The United States considered detonating an atom bomb on the moon during the late 1950s as a demonstration of the nation's Cold War
might, a Chicago physicist says.
The secret project, innocuously titled "A Study of Lunar Research Flights," was never carried out. But its planning included calculations by the astronomer Carl Sagan -- then a young
graduate student -- of the behavior of the dust and gas generated by the blast.
Viewing the nuclear flash from Earth might have intimidated the Soviet Union and boosted Americans' confidence after the launch of Sputnik, physicist Leonard Reiffel said Wednesday. He directed the inquiry at the former Armour Research Foundation, now part of the Illinois Institute of Technology.
"Now it seems ridiculous and unthinkable," said Reiffel, 72, who later served as a deputy director at NASA during the Apollo program. "But things were remarkably tense back then."
Sagan went on to become a worldwide celebrity for popularizing science on television. He died in 1996.
Reiffel described the plan in a letter in the May 4 issue of the scientific journal Nature.
Nature published a review of two new Sagan biographies. The author of one of the books suggested that Sagan breached security in 1959 by revealing the classified project in an application for an academic fellowship. Reiffel concurred that Sagan probably released classified information.
The exchange in the scientific journal inadvertently shines a spotlight on a period when science in the United States was greatly
influenced by Cold War politics.
The U.S. space program was sputtering while the Soviet Union had launched Sputnik and a pair of lunar probes.
The Eisenhower administration considered the lunar blast as a way to reassure Americans that the Soviet threat could be countered, while demonstrating to the Kremlin that the United States had an effective nuclear deterrent.
Under the scenario, a missile carrying a small nuclear device was to be launched from an undisclosed location and travel 238,000 miles to the moon, where it would be detonated upon impact. The planners decided it would have to be an atom bomb because a hydrogen bomb would have been too heavy for the missile.

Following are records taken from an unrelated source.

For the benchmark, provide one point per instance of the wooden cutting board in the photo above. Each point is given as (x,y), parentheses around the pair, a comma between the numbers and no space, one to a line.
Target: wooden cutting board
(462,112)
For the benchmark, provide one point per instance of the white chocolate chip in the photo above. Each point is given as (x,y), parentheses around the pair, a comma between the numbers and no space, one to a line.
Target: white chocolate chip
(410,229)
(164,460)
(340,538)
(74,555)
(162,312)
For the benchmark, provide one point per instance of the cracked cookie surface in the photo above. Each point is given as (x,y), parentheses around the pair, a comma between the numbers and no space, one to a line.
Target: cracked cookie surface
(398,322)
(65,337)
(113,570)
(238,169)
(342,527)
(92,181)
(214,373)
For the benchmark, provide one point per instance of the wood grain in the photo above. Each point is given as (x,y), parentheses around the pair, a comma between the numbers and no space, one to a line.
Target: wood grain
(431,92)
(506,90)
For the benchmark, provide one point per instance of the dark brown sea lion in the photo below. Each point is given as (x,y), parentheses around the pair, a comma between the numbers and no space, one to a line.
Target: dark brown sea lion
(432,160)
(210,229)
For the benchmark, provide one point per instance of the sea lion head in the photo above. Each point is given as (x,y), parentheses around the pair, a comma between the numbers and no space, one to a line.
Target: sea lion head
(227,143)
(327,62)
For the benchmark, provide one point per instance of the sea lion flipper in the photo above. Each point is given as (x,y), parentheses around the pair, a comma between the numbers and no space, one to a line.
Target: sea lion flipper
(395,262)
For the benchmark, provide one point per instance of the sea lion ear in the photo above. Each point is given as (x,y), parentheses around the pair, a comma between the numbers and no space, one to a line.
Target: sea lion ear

Reiffel said the nation's young space program probably could have carried out the mission by 1959, when the Air Force deployed
intercontinental ballistic missiles.
Military officials apparently abandoned the idea because of the danger to people on Earth in case of a failure. The scientists also
registered concerns about contaminating the moon with radioactive material, Reiffel said.
The Air Force has declined to comment on the project, pending a review of historical records.
"There was lots of talk on the part of the Air Force about the moon being `military high ground,"' Reiffel said.